Vittoria abbassò la mano, e dopo aver tracciato un paio di cerchi lungo il ventre, aggiustò la vestaglia, si sistemò sul letto, e tendendo il braccio oltre il bordo del forno, spense la luce.
Arrivò l'ultimo giorno.
Giungemmo alla casa di Marta di primo mattino, che mi ero da poco svegliato. La donna scese a spalancarci il cancello cigolante e guidò le manovre di Antonia lungo il breve vialetto. Quindi il motore si spense e scendemmo a sgranchirci le gambe.
Mentre Marta spalancava ogni finestra della casa, noi scaricavamo borse e valige nella sala, oltre al disimpegno dell'ingresso. Questa era una stanza spaziosa, con un tavolo centrale provvisto di sedie, una televisione e due divani. Dalla porta di casa erano visibili tavolo e sedie, così come un angolino del un divano: il resto, insieme con l'altro divano, era nascosto dietro lo spigolo alla fine del disimpegno, sulla sinistra. Dalla parte opposta invece, sulla parete a destra della sala, si intravedeva il profilo della televisione. Nonostante l'orario, il caldo era già tale che per trasportare un paio di valige sudai più del dovuto. Uscii perciò a cercare un po' di ristoro nel porticato. Là Marta stava ripulendo da foglie e polvere il tavolone da giardino, con uno scopino rosso. Feci appena in tempo a sedermi che un grido acuto proruppe dentro casa.
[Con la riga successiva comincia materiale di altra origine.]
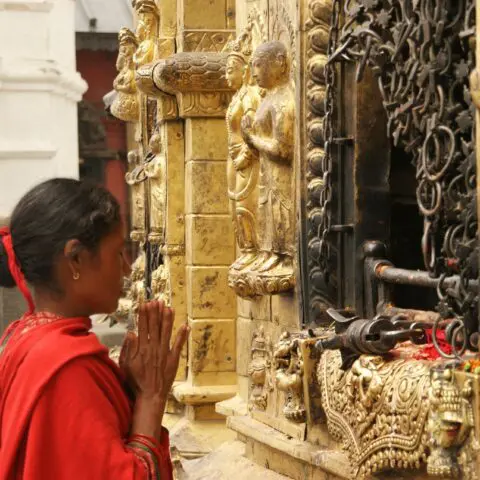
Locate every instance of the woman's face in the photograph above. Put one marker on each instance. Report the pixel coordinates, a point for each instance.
(101, 275)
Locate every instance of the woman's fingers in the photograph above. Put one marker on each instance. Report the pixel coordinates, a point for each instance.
(167, 326)
(143, 328)
(180, 340)
(155, 318)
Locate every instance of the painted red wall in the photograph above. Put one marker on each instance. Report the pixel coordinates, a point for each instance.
(98, 69)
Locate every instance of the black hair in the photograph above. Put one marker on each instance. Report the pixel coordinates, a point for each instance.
(50, 215)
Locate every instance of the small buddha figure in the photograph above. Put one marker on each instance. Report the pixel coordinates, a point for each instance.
(125, 106)
(242, 164)
(271, 134)
(147, 30)
(135, 178)
(155, 170)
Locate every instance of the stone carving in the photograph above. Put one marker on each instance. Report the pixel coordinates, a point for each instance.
(288, 376)
(125, 106)
(271, 135)
(156, 172)
(259, 371)
(197, 79)
(135, 178)
(449, 423)
(147, 30)
(242, 162)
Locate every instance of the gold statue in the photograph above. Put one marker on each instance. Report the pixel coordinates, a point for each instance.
(242, 164)
(272, 135)
(155, 170)
(125, 106)
(147, 31)
(161, 284)
(135, 178)
(259, 371)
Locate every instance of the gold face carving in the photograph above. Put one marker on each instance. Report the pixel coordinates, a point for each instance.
(269, 135)
(147, 30)
(125, 106)
(155, 170)
(135, 178)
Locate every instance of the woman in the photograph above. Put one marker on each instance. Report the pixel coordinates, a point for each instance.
(66, 410)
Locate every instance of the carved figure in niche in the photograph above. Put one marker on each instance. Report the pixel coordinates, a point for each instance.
(147, 30)
(160, 284)
(271, 134)
(155, 170)
(125, 106)
(135, 178)
(242, 164)
(259, 371)
(449, 423)
(288, 377)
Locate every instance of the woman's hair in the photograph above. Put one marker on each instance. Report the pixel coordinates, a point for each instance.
(50, 215)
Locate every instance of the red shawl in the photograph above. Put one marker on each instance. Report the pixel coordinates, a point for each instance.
(64, 413)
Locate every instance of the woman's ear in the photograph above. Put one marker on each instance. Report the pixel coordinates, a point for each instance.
(73, 253)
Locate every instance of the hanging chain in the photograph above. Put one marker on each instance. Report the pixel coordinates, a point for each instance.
(419, 51)
(324, 227)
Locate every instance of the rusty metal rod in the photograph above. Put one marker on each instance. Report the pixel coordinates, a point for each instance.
(418, 278)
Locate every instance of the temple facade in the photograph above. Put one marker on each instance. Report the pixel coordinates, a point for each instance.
(303, 192)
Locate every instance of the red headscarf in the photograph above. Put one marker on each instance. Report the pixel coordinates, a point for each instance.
(15, 271)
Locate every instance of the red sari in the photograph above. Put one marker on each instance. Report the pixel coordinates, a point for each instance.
(64, 413)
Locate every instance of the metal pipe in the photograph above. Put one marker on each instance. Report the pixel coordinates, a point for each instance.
(418, 278)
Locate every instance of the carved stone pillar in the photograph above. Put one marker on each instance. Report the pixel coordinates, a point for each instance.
(197, 218)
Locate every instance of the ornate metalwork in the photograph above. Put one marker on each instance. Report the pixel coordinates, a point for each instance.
(322, 28)
(420, 53)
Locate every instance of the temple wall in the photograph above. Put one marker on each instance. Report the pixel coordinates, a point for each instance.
(39, 89)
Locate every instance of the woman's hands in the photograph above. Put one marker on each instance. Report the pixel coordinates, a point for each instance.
(148, 360)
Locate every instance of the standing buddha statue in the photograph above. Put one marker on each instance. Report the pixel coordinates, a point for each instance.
(242, 163)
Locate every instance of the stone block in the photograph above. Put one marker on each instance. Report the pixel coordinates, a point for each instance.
(285, 312)
(209, 295)
(205, 139)
(209, 240)
(206, 187)
(204, 15)
(256, 309)
(212, 345)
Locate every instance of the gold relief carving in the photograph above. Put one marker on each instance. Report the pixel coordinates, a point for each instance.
(243, 161)
(135, 178)
(259, 371)
(125, 106)
(378, 411)
(205, 40)
(288, 376)
(161, 284)
(156, 172)
(166, 107)
(270, 134)
(203, 104)
(146, 32)
(191, 72)
(449, 423)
Spaventati ci voltammo di colpo: Marta con lo scopino stretto in mano, io sospeso sulla sedia, con le mani ai braccioli di legno: <Cos'è stato?! Devo alzarmi?>. La risposta arrivò subito: Claudia mi chiamò urlando due volte il mio nome. Arrivando trafelato trovai Antonia, coi pantaloncini aperti mezzi calati, che saltellava per il corridoio che portava alle camere: "C'è un insetto c'è un insetto! Un coso enorme!!". M'afflosciai all'istante. <Ed io che mi ero pure preoccupato!>.
"Dov'è 'sto insetto?" chiesi sospirando.
"Di là in bagno!" mi prese per il braccio e m'accompagnò con passo incerto, come se da un momento all'altro quella mostruosità potesse saltargli addosso, da ogni angolo di quel corridoio. Entrati nel bagnetto, mi indicò un punto tra la carta igienica e la tazza del cesso. Era una scolopendra. <In effetti, tanto piccola non è...>.
"Buttalo fuori buttalo fuori!" Antonia mi stritolava il braccio per la tensione, tanto che dovetti far forza per staccarmene.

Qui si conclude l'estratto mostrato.